ほかの仕事でもいいと思えるなら、この仕事は天職ではないということ。自分で白黒をつけるためには、嫌いになるまでその仕事を続ける。そこまで突き詰めないとわからないと、母は18歳の僕に言ってくれました。

僕は「好きこそものの上手なれ」という言葉が好きです。うまくなりたいとか、何かを身につけたいと思う原点には、それが好きだから突き詰めたいという意思があると思います。好きだからこそ何度でもトライできるし、下手でも構わないから続けたい。

母の「嫌いになるまで続けなさい」という言葉と、「好きこそものの上手なれ」がリンクしました。ただ楽しい楽しいと思っているだけのうちは、本当の意味でその仕事を知らないのではないか。母も突き詰めて絵の仕事をしてきた人だから、僕に伝えてくれたのだと思います。

僕は、音楽デビューをした頃に、ペインティング・シンガーソングライターを名乗っていた時期もあります。
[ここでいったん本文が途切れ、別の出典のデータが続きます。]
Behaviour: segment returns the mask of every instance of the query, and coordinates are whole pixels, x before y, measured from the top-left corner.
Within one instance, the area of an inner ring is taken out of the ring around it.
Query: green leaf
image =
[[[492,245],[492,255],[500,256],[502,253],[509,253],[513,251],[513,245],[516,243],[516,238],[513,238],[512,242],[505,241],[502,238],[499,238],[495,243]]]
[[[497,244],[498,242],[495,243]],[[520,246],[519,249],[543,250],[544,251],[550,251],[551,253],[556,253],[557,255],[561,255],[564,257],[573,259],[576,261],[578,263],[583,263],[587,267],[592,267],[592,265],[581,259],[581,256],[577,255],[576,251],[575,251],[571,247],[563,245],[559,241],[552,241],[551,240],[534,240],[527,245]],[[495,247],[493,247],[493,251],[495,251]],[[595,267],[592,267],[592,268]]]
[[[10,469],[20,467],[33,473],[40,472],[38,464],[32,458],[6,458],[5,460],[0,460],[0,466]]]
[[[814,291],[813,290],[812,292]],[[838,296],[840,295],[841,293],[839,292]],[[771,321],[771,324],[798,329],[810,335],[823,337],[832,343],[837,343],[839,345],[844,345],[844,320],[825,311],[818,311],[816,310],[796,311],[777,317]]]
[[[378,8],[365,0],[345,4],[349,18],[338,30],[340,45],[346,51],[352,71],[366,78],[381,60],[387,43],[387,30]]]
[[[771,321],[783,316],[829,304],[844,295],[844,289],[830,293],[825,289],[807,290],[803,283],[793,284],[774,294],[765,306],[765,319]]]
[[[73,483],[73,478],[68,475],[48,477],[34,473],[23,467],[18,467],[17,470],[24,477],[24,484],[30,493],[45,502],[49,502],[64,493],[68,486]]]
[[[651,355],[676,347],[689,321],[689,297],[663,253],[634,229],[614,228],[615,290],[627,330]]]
その後も、芝居と音楽、そして絵を描くことも並行してやってきました。僕の中では、その割合を分けて考えたことはなく、一つの引き出しに全部入っていて、次はこれ、その次はこれ、と使い分けている感じです。

それぞれの取り組み方には違いがあるので、この隙間で音楽をやろう、ここでは舞台、というように、スタッフのみなさんと相談しながらスケジュールの方針を定めていきます。しかし、選んだ道で何をなすかは僕次第なので、責任を持って一つ一つ取り組んでいきたいと思います。